Le code pénal prévoit une exception au secret professionnel pour le témoignage en justice. Mais qu’implique précisément un tel témoignage ? Êtes-vous tenu de témoigner ? Pouvez-vous ou devez-vous répondre aux questions du juge ? Attendu que la réponse à ces questions n’est pas toujours évidente, voici une explication un peu plus approfondie[1].

Sommaire

  1. Le témoignage en justice : de quoi s’agit-il précisément ?
  2. Le témoignage en justice s’étend-il également aux déclarations faites à un agent de police, à un avocat, à un magistrat de parquet, à un expert judiciaire ou à un journaliste ?
  3. Êtes-vous tenu d’accepter une assignation à témoigner en justice ?
  4. Pouvez-vous répondre aux questions du juge ?
  5. Devez-vous répondre aux questions du juge ?
  6. Le but du secret professionnel comme limite de votre droit au silence
  7. Que convient-il de faire : se taire ou parler ?
  8. Quelques conseils
  9. Références

 

1. Le témoignage en justice : de quoi s’agit-il précisément ?

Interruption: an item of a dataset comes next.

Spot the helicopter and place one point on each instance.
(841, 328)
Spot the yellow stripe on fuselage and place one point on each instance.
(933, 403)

Le champ d’application d’un témoignage en justice est extrêmement strict et ne comprend que les déclarations verbales et écrites qui sont faites sous serment à une autorité habilitée à recueillir les témoignages[2]. Vous pouvez par exemple être appelé à témoigner lorsque votre client est victime de violence conjugale et que le juge estime que votre témoignage peut contribuer à trouver la vérité ou à poursuivre l’auteur.

Seules les instances suivantes sont habilitées à vous assigner à témoigner en justice :

  • un tribunal pénal,
  • un tribunal civil,
  • un tribunal administratif,
  • un tribunal disciplinaire,
  • un juge d’instruction,
  • une commission d’enquête parlementaire.

Ne peuvent donc pas être considérés comme un témoignage en justice [3] :

  • l’audition ou l’interrogation par un agent de police ;
  • les déclarations ou les témoignages devant un avocat, un magistrat de parquet ou un expert judiciaire ;
  • les déclarations faites à un journaliste.

Vis-à-vis d’eux, vous demeurez tenu par votre secret professionnel et vous n’avez donc aucun droit d’expression. Le témoignage en justice ne peut pas leur être attribué[4].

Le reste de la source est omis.